Apache Iceberg Table Format
Apache Iceberg is one of the supported formats of a TrinityLake table.
Managed Iceberg Table
TrinityLake managed Iceberg tables should be created without any format properties in the table definition. The TrinityLake format determines what works the best for managing an Iceberg table within a Trinity Lakehouse.
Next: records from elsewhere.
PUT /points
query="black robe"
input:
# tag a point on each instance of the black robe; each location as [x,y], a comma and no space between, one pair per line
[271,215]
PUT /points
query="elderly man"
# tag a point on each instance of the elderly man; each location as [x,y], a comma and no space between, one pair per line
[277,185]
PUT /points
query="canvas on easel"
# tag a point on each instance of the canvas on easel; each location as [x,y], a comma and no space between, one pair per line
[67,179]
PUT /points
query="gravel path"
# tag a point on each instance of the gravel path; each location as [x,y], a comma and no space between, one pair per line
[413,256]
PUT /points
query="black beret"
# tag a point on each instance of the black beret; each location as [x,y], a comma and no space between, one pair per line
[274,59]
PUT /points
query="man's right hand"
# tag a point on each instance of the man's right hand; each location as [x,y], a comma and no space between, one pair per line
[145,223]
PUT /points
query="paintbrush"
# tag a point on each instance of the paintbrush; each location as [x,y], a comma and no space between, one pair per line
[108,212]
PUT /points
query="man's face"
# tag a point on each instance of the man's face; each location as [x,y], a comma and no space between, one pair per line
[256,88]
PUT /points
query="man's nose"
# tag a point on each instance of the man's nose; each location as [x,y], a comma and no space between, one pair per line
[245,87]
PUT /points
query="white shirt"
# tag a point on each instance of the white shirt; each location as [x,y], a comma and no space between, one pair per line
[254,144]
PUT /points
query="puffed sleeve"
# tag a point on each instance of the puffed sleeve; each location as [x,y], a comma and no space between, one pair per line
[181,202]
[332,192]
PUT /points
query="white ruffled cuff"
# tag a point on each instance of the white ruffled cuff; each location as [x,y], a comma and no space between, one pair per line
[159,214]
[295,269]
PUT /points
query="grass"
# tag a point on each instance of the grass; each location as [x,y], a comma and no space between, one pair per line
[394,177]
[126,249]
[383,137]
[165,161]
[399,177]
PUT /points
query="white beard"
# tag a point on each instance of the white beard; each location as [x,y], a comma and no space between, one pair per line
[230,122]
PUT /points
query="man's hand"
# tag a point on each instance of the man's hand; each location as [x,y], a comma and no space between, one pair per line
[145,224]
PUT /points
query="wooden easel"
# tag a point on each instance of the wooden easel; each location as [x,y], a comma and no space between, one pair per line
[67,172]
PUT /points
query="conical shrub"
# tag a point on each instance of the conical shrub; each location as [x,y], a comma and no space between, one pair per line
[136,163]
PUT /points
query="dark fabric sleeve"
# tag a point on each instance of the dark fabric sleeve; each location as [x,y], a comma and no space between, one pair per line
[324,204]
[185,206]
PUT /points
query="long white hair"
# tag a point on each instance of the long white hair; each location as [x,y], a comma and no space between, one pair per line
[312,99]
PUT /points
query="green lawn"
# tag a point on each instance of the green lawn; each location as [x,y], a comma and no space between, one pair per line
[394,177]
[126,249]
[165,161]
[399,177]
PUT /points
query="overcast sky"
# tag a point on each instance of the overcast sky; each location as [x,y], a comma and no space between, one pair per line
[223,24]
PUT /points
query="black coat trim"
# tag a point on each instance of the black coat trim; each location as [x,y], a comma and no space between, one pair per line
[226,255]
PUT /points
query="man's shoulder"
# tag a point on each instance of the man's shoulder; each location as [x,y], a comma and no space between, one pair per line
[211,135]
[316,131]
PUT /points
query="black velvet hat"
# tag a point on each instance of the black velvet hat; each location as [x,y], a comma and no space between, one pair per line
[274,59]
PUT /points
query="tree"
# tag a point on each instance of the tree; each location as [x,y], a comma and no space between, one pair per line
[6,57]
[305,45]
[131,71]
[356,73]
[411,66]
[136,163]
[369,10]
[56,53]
For a managed table, TrinityLake maps the data type to Iceberg in the following way:
TrinityLake Type | Iceberg Type |
---|---|
boolean | boolean |
int2 | integer |
int4 | integer |
int8 | long |
decimal(p, s) | decimal(p, s) |
float4 | float |
float8 | double |
char(n) | string |
varchar(n) | string |
date | date |
time(p) | time if p=6, else long |
timetz | long |
timestamp(p) | timestamp if p=6, timestamp_ns if p=9, else long |
timestamptz(p) | timestamptz if p=6, timestamptz_ns if p=9, else long |
fixed(n) | fixed(n) |
varbyte(n) | binary |
struct | struct |
map | map |
list | list |
Currently only Apache Parquet file format is supported when using a Trinitylake managed Iceberg table.
External Iceberg Table
To use an external Iceberg table in TrinityLake, you can configure the following format properties:
Property | Description | Required? | Default |
---|---|---|---|
metadata_location | The location of the Iceberg metadata file | Yes | |
schema_on_read | If the table is schema on read. If true, a schema must be provided as a part of the table definition | No | false |
For an external table, TrinityLake surfaces the data type in Iceberg to TrinityLake in the following way:
Iceberg Type | TrinityLake Type |
---|---|
boolean | boolean |
integer | int4 |
long | int8 |
decimal(p, s) | decimal(p, s) |
float | float4 |
double | float8 |
string | varchar |
date | date |
time if p=6, else long | time(6) |
timestamp | timestamp(6) |
timestamptz | timestamptz(6) |
timestamp_ns | timestamp(9) |
timestamptz_ns | timestamptz(9) |
fixed(n) | fixed(n) |
binary | varbyte |
struct | struct |
map | map |
list | list |
Federated Iceberg Table
To use a federated Iceberg table in TrinityLake, you need to configure Iceberg catalog properties inside the format properties. TrinityLake will use the catalog properties to initialize an Iceberg catalog to federate into the external system to perform read and write. The federated table's data types will be surfaced to TrinityLake in the same way as external tables.